Y curiosamente, se nos trata de infundir el “Amor a la Patria”, el “Deber por la Nación” que nos llevaría, en caso de una Guerra Internacional, a defender nuestro país… ¿Paradójico? No; gracioso. Quizás, gracioso, pero para nada paradójico. Tiene, de hecho, mucho más sentido asumiendo el enfoque que estamos usando.
Lo que no nos mata nos hace más fuertes. No temerle a la muerte es asumir de entrada la posibilidad de ser inmortal. Hay que aprender, creo yo, a llevar la Guerra hasta sus últimas consecuencias: NO CONFIAR en nadie más que en uno, NO DAR LA VIDA por nadie más que por uno, NO DEJARSE MANDAR por nadie más que por uno. ¡Pero! También, la Guerra Total implica necesariamente: TENER ALGO O ALGUIEN por quién pelear; tener algo que dote de sentido a cada batalla, a cada victoria y cada derrota: una definición posible de “Amor”; SABER CUANDO REPLEGARSE y saber cuidar lo que se conquista; y, por sobre todo, SABER LEGAR a los elegidos personales (que pueden ser desde los hijos hasta un pueblo completo) NO bienes materiales, sino que principalmente, FUNDAMENTOS DE LA GUERRA de uno, para que la causa que en esta vida se emprende, ellos sepan llevarla a término, o resumirla para sus propias Guerras; He ahí el secreto para derrotar a la Muerte.
Los mejores generales escribieron la historia y la seguirán escribiendo; Cayo Julio César ganó con creces la Guerra contra Pompeyo, aún antes de que éste lo mandara matar. Adolf Hitler sigue siendo una figura intrigante y cautivadora para muchas generaciones, sea como el Mesías de los Arios o el Anticristo Apocalíptico… y en la práctica él perdió la Segunda Guerra.
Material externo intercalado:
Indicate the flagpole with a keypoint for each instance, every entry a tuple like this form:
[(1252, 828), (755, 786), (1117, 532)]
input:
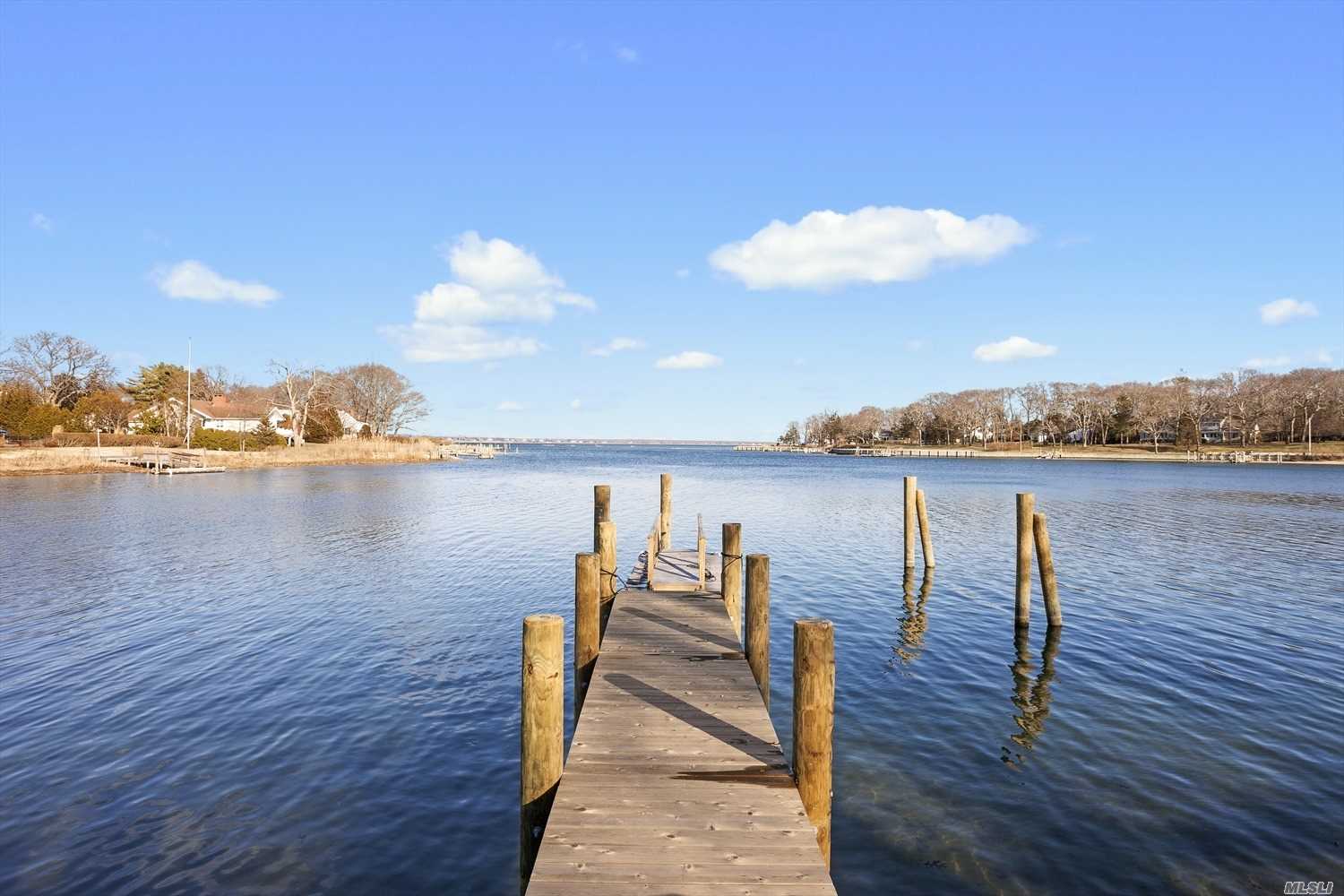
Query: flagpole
[(188, 392)]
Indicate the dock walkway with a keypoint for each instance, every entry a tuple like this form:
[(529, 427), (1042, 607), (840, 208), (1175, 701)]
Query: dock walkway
[(675, 780)]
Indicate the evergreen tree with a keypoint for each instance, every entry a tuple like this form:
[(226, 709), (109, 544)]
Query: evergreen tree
[(263, 435)]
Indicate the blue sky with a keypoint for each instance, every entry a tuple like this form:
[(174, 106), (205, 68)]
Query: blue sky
[(1124, 185)]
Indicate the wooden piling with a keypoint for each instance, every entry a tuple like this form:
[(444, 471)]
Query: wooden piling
[(650, 557), (542, 731), (607, 575), (699, 552), (666, 512), (758, 622), (730, 573), (910, 521), (1048, 587), (925, 535), (1026, 505), (814, 720), (601, 509), (588, 622)]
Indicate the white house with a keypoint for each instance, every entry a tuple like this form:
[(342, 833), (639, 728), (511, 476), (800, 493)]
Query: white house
[(237, 417)]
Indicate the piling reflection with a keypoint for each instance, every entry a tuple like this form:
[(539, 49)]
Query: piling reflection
[(1030, 697), (914, 622)]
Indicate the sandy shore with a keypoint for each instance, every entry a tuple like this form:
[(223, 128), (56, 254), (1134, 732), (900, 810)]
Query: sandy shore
[(45, 461), (1172, 457)]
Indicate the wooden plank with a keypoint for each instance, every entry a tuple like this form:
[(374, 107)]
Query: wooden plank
[(680, 571), (675, 780)]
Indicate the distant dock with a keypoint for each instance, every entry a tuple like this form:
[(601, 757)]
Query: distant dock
[(855, 450), (167, 461)]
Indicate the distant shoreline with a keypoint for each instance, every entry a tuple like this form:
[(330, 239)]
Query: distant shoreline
[(1209, 455)]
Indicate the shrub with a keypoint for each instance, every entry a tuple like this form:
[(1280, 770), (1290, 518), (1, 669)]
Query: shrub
[(322, 426), (226, 441), (109, 440), (39, 421)]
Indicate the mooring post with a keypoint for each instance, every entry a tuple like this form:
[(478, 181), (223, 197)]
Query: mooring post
[(1048, 587), (814, 720), (650, 556), (910, 521), (601, 509), (1026, 506), (758, 622), (588, 624), (730, 573), (699, 552), (607, 576), (925, 535), (666, 512), (543, 731)]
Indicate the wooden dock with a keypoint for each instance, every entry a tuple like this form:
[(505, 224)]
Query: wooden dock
[(167, 461), (675, 780)]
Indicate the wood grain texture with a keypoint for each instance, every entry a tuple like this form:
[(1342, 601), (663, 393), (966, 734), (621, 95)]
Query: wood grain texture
[(675, 780), (1026, 508), (925, 535), (542, 750), (910, 520), (1048, 586)]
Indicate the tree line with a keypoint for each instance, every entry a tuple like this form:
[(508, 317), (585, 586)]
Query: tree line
[(1245, 408), (50, 379)]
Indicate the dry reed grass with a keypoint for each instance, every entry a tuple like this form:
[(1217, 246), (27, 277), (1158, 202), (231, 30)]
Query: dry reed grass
[(38, 461)]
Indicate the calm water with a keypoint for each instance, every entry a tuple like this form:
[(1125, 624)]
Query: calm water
[(306, 680)]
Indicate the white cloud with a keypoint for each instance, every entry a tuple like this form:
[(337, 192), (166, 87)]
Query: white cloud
[(194, 280), (874, 245), (495, 281), (422, 341), (688, 362), (1013, 349), (1285, 309), (1266, 363), (618, 344)]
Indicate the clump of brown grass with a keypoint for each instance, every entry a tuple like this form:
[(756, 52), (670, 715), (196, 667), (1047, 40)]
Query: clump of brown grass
[(40, 461), (346, 452)]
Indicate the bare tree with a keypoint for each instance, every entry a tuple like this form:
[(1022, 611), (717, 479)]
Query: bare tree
[(379, 397), (304, 392), (1153, 409), (61, 368)]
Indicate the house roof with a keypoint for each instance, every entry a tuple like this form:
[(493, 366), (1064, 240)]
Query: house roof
[(220, 409)]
El que ríe último ríe mejor, pero mientras haya uno que caiga debajo de nuestras pisadas… seguiremos riéndonos a carcajadas por mucho tiempo.
Y mientras tanto… que sigan las campañas contra el Bulling, a favor de cooperación internacional, el 1% a la Iglesia, el “¿donaría dos pesos para los Niños Pobres?”…
...Salta a la vista el por qué es mejor no tratar este tema a tontas y a locas, ¿verdad?